SpeechAgents: Human-Communication Simulation with Multi-Modal Multi-Agent Systems

Dong Zhang,Zhaowei Li,Pengyu Wang,Xin Zhang,Yaqian Zhou,Xipeng Qiu
2024-01-08
Abstract:Human communication is a complex and diverse process that not only involves multiple factors such as language, commonsense, and cultural backgrounds but also requires the participation of multimodal information, such as speech. Large Language Model (LLM)-based multi-agent systems have demonstrated promising performance in simulating human society. Can we leverage LLM-based multi-agent systems to simulate human communication? However, current LLM-based multi-agent systems mainly rely on text as the primary medium. In this paper, we propose SpeechAgents, a multi-modal LLM based multi-agent system designed for simulating human communication. SpeechAgents utilizes multi-modal LLM as the control center for individual agent and employes multi-modal signals as the medium for exchanged messages among agents. Additionally, we propose Multi-Agent Tuning to enhance the multi-agent capabilities of LLM without compromising general abilities. To strengthen and evaluate the effectiveness of human communication simulation, we build the Human-Communication Simulation Benchmark. Experimental results demonstrate that SpeechAgents can simulate human communication dialogues with consistent content, authentic rhythm, and rich emotions and demonstrate excellent scalability even with up to 25 agents, which can apply to tasks such as drama creation and audio novels generation. Code and models will be open-sourced at https://github. com/0nutation/SpeechAgents
Computation and Language
What problem does this paper attempt to address?
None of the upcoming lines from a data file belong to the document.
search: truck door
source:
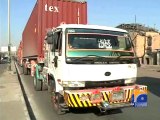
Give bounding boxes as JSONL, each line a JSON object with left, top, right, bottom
{"left": 52, "top": 30, "right": 62, "bottom": 69}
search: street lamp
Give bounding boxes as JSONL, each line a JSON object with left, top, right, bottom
{"left": 8, "top": 0, "right": 11, "bottom": 71}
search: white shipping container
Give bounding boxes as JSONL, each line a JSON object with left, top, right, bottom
{"left": 0, "top": 46, "right": 17, "bottom": 52}
{"left": 0, "top": 47, "right": 8, "bottom": 52}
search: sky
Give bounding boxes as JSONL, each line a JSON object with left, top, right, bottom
{"left": 0, "top": 0, "right": 160, "bottom": 47}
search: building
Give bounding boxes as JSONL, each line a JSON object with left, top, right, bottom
{"left": 117, "top": 23, "right": 160, "bottom": 65}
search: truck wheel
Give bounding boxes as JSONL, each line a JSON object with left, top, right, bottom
{"left": 42, "top": 82, "right": 48, "bottom": 91}
{"left": 50, "top": 81, "right": 66, "bottom": 115}
{"left": 27, "top": 68, "right": 30, "bottom": 75}
{"left": 34, "top": 76, "right": 42, "bottom": 91}
{"left": 23, "top": 66, "right": 28, "bottom": 75}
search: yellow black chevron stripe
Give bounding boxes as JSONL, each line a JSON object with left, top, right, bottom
{"left": 125, "top": 89, "right": 132, "bottom": 102}
{"left": 64, "top": 86, "right": 147, "bottom": 107}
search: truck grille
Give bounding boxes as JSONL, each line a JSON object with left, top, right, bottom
{"left": 85, "top": 79, "right": 125, "bottom": 88}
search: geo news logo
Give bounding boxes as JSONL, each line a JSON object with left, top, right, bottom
{"left": 131, "top": 94, "right": 148, "bottom": 107}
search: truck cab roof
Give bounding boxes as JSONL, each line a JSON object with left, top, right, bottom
{"left": 57, "top": 24, "right": 128, "bottom": 33}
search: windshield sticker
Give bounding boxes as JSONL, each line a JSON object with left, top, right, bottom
{"left": 98, "top": 39, "right": 112, "bottom": 49}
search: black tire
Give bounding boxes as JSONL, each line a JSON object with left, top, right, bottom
{"left": 27, "top": 68, "right": 30, "bottom": 75}
{"left": 34, "top": 76, "right": 42, "bottom": 91}
{"left": 23, "top": 66, "right": 28, "bottom": 75}
{"left": 22, "top": 65, "right": 25, "bottom": 73}
{"left": 42, "top": 82, "right": 48, "bottom": 91}
{"left": 50, "top": 80, "right": 66, "bottom": 115}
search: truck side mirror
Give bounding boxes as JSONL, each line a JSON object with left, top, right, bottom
{"left": 125, "top": 39, "right": 132, "bottom": 50}
{"left": 46, "top": 30, "right": 53, "bottom": 44}
{"left": 47, "top": 36, "right": 53, "bottom": 44}
{"left": 51, "top": 32, "right": 59, "bottom": 52}
{"left": 126, "top": 43, "right": 132, "bottom": 50}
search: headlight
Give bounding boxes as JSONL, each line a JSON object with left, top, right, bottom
{"left": 125, "top": 78, "right": 136, "bottom": 85}
{"left": 62, "top": 81, "right": 85, "bottom": 87}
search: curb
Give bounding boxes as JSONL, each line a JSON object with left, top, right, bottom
{"left": 14, "top": 62, "right": 31, "bottom": 120}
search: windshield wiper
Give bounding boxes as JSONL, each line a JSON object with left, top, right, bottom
{"left": 112, "top": 54, "right": 136, "bottom": 62}
{"left": 72, "top": 55, "right": 107, "bottom": 63}
{"left": 112, "top": 55, "right": 123, "bottom": 61}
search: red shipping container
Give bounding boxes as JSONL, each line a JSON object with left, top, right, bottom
{"left": 22, "top": 0, "right": 87, "bottom": 58}
{"left": 17, "top": 41, "right": 23, "bottom": 64}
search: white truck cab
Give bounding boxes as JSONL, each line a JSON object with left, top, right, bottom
{"left": 34, "top": 24, "right": 147, "bottom": 114}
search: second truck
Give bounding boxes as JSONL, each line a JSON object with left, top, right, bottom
{"left": 18, "top": 0, "right": 147, "bottom": 114}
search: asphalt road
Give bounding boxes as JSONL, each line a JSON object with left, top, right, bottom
{"left": 17, "top": 65, "right": 160, "bottom": 120}
{"left": 0, "top": 63, "right": 8, "bottom": 75}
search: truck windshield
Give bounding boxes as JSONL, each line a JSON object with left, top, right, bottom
{"left": 65, "top": 28, "right": 135, "bottom": 63}
{"left": 68, "top": 34, "right": 130, "bottom": 50}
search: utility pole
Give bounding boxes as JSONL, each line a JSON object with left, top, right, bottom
{"left": 135, "top": 15, "right": 136, "bottom": 24}
{"left": 134, "top": 15, "right": 137, "bottom": 55}
{"left": 154, "top": 24, "right": 156, "bottom": 30}
{"left": 134, "top": 15, "right": 137, "bottom": 31}
{"left": 8, "top": 0, "right": 11, "bottom": 71}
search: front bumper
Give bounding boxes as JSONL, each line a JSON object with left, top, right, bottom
{"left": 63, "top": 85, "right": 147, "bottom": 109}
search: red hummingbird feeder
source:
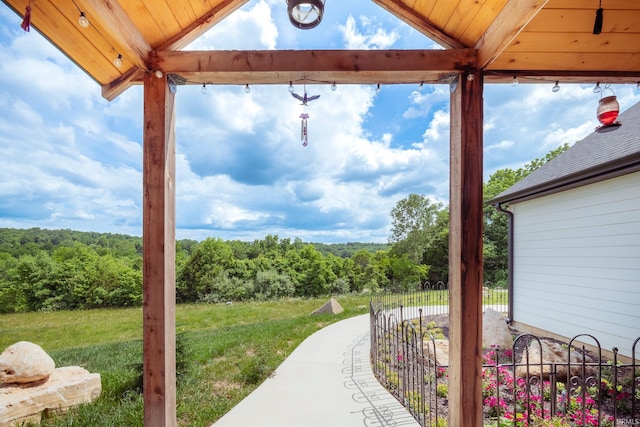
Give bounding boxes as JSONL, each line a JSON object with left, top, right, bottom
{"left": 595, "top": 87, "right": 622, "bottom": 133}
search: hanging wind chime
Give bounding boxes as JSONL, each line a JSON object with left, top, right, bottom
{"left": 21, "top": 0, "right": 32, "bottom": 32}
{"left": 299, "top": 113, "right": 309, "bottom": 146}
{"left": 290, "top": 84, "right": 320, "bottom": 147}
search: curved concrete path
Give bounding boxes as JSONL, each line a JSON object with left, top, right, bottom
{"left": 212, "top": 313, "right": 420, "bottom": 427}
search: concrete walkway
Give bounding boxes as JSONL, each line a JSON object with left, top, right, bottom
{"left": 212, "top": 313, "right": 420, "bottom": 427}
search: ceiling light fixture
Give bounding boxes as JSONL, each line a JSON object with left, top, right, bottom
{"left": 244, "top": 84, "right": 251, "bottom": 94}
{"left": 330, "top": 82, "right": 337, "bottom": 91}
{"left": 287, "top": 0, "right": 325, "bottom": 30}
{"left": 78, "top": 12, "right": 90, "bottom": 28}
{"left": 288, "top": 81, "right": 294, "bottom": 93}
{"left": 201, "top": 83, "right": 207, "bottom": 95}
{"left": 376, "top": 83, "right": 381, "bottom": 95}
{"left": 511, "top": 76, "right": 518, "bottom": 86}
{"left": 593, "top": 82, "right": 601, "bottom": 93}
{"left": 552, "top": 81, "right": 560, "bottom": 92}
{"left": 113, "top": 54, "right": 123, "bottom": 68}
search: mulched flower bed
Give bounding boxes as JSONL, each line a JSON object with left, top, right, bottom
{"left": 376, "top": 314, "right": 639, "bottom": 427}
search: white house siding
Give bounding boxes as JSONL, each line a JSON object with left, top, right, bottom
{"left": 511, "top": 171, "right": 640, "bottom": 359}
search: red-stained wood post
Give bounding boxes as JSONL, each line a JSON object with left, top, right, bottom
{"left": 142, "top": 73, "right": 177, "bottom": 427}
{"left": 448, "top": 70, "right": 484, "bottom": 427}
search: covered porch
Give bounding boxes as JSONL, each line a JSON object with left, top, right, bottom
{"left": 2, "top": 0, "right": 638, "bottom": 425}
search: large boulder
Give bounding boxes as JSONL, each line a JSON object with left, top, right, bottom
{"left": 0, "top": 366, "right": 102, "bottom": 426}
{"left": 515, "top": 339, "right": 594, "bottom": 380}
{"left": 0, "top": 342, "right": 55, "bottom": 384}
{"left": 482, "top": 308, "right": 513, "bottom": 350}
{"left": 422, "top": 339, "right": 449, "bottom": 366}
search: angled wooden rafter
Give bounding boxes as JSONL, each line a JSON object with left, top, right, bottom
{"left": 475, "top": 0, "right": 549, "bottom": 69}
{"left": 371, "top": 0, "right": 466, "bottom": 49}
{"left": 102, "top": 67, "right": 145, "bottom": 101}
{"left": 78, "top": 0, "right": 153, "bottom": 100}
{"left": 79, "top": 0, "right": 152, "bottom": 66}
{"left": 159, "top": 0, "right": 249, "bottom": 50}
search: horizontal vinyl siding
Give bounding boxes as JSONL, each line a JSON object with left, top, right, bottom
{"left": 512, "top": 172, "right": 640, "bottom": 358}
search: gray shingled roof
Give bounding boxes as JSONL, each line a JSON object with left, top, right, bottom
{"left": 488, "top": 100, "right": 640, "bottom": 205}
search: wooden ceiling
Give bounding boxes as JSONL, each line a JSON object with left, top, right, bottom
{"left": 2, "top": 0, "right": 639, "bottom": 100}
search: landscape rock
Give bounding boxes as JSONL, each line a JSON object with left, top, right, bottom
{"left": 0, "top": 366, "right": 101, "bottom": 426}
{"left": 311, "top": 298, "right": 344, "bottom": 315}
{"left": 0, "top": 342, "right": 55, "bottom": 384}
{"left": 482, "top": 308, "right": 513, "bottom": 350}
{"left": 515, "top": 339, "right": 594, "bottom": 380}
{"left": 423, "top": 339, "right": 449, "bottom": 366}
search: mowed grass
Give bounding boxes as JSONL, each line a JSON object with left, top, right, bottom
{"left": 0, "top": 295, "right": 371, "bottom": 426}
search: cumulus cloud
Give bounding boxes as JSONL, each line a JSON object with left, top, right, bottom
{"left": 186, "top": 1, "right": 278, "bottom": 50}
{"left": 339, "top": 15, "right": 400, "bottom": 49}
{"left": 485, "top": 140, "right": 515, "bottom": 152}
{"left": 1, "top": 4, "right": 639, "bottom": 243}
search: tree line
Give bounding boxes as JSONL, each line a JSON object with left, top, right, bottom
{"left": 0, "top": 230, "right": 400, "bottom": 312}
{"left": 0, "top": 144, "right": 568, "bottom": 313}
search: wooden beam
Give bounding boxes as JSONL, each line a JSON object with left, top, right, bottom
{"left": 484, "top": 69, "right": 640, "bottom": 84}
{"left": 475, "top": 0, "right": 549, "bottom": 69}
{"left": 160, "top": 0, "right": 250, "bottom": 50}
{"left": 488, "top": 51, "right": 640, "bottom": 73}
{"left": 142, "top": 73, "right": 177, "bottom": 427}
{"left": 79, "top": 0, "right": 153, "bottom": 69}
{"left": 370, "top": 0, "right": 466, "bottom": 49}
{"left": 102, "top": 67, "right": 144, "bottom": 101}
{"left": 152, "top": 49, "right": 477, "bottom": 85}
{"left": 448, "top": 70, "right": 484, "bottom": 427}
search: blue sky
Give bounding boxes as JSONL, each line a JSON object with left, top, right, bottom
{"left": 0, "top": 0, "right": 638, "bottom": 243}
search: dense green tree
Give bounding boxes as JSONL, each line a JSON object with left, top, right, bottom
{"left": 14, "top": 251, "right": 56, "bottom": 311}
{"left": 254, "top": 270, "right": 295, "bottom": 300}
{"left": 387, "top": 254, "right": 428, "bottom": 291}
{"left": 389, "top": 194, "right": 445, "bottom": 265}
{"left": 350, "top": 250, "right": 389, "bottom": 292}
{"left": 422, "top": 208, "right": 449, "bottom": 284}
{"left": 177, "top": 238, "right": 236, "bottom": 302}
{"left": 313, "top": 242, "right": 390, "bottom": 258}
{"left": 290, "top": 245, "right": 337, "bottom": 297}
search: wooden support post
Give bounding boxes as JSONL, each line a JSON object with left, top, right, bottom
{"left": 448, "top": 71, "right": 484, "bottom": 427}
{"left": 142, "top": 73, "right": 177, "bottom": 427}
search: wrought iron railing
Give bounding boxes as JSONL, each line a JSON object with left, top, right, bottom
{"left": 370, "top": 289, "right": 640, "bottom": 427}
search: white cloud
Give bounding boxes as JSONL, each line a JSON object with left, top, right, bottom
{"left": 187, "top": 1, "right": 278, "bottom": 50}
{"left": 1, "top": 3, "right": 640, "bottom": 243}
{"left": 485, "top": 140, "right": 515, "bottom": 152}
{"left": 339, "top": 15, "right": 399, "bottom": 49}
{"left": 421, "top": 109, "right": 450, "bottom": 143}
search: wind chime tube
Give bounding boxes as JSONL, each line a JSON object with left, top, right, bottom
{"left": 299, "top": 113, "right": 309, "bottom": 146}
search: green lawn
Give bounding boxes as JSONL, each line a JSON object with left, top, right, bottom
{"left": 0, "top": 295, "right": 371, "bottom": 426}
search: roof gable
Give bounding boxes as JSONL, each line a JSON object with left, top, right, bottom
{"left": 490, "top": 100, "right": 640, "bottom": 205}
{"left": 2, "top": 0, "right": 639, "bottom": 100}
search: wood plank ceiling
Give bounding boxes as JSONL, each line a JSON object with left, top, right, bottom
{"left": 2, "top": 0, "right": 639, "bottom": 100}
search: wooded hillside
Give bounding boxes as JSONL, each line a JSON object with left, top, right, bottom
{"left": 0, "top": 228, "right": 398, "bottom": 313}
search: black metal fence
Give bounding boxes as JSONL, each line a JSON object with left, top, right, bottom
{"left": 370, "top": 288, "right": 640, "bottom": 427}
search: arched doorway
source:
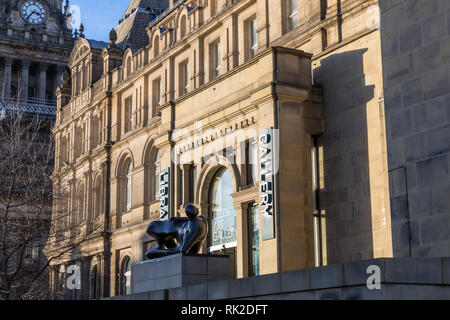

The problem that this paper attempts to solve is how to use multi - agent systems based on large - language models (LLMs) to simulate human multi - modal communication. Current LLMs multi - agent systems mainly rely on text as the main medium for information exchange and lack the ability to perceive and generate multi - modal signals. The paper proposes a new multi - modal LLMs multi - agent system - SpeechAgents, aiming to simulate human communication through multi - modal signals such as voice, thereby enhancing the authenticity and richness of communication. Specifically, the paper focuses on the following aspects: 1. **Use of multi - modal signals**: Current multi - agent systems mainly rely on text, while human communication is a multi - modal process involving multiple factors such as language, emotion, non - verbal expression, and cultural background. The paper proposes using multi - modal signals (such as voice) as the medium for information exchange between agents to more realistically simulate human communication. 2. **Enhancement of multi - agent capabilities**: In order to improve the performance of LLMs in multi - agent environments, the paper proposes the multi - agent tuning method to enhance the multi - agent capabilities of LLMs without compromising their general capabilities. 3. **Establishment of evaluation criteria**: In order to evaluate the effectiveness of multi - modal human communication simulation, the paper constructs the "Human - Communication Simulation Benchmark" and evaluates the performance of different systems through multiple indicators. Through these methods, the paper aims to address the deficiencies of existing LLMs multi - agent systems in multi - modal communication simulation and promote the development of related technologies.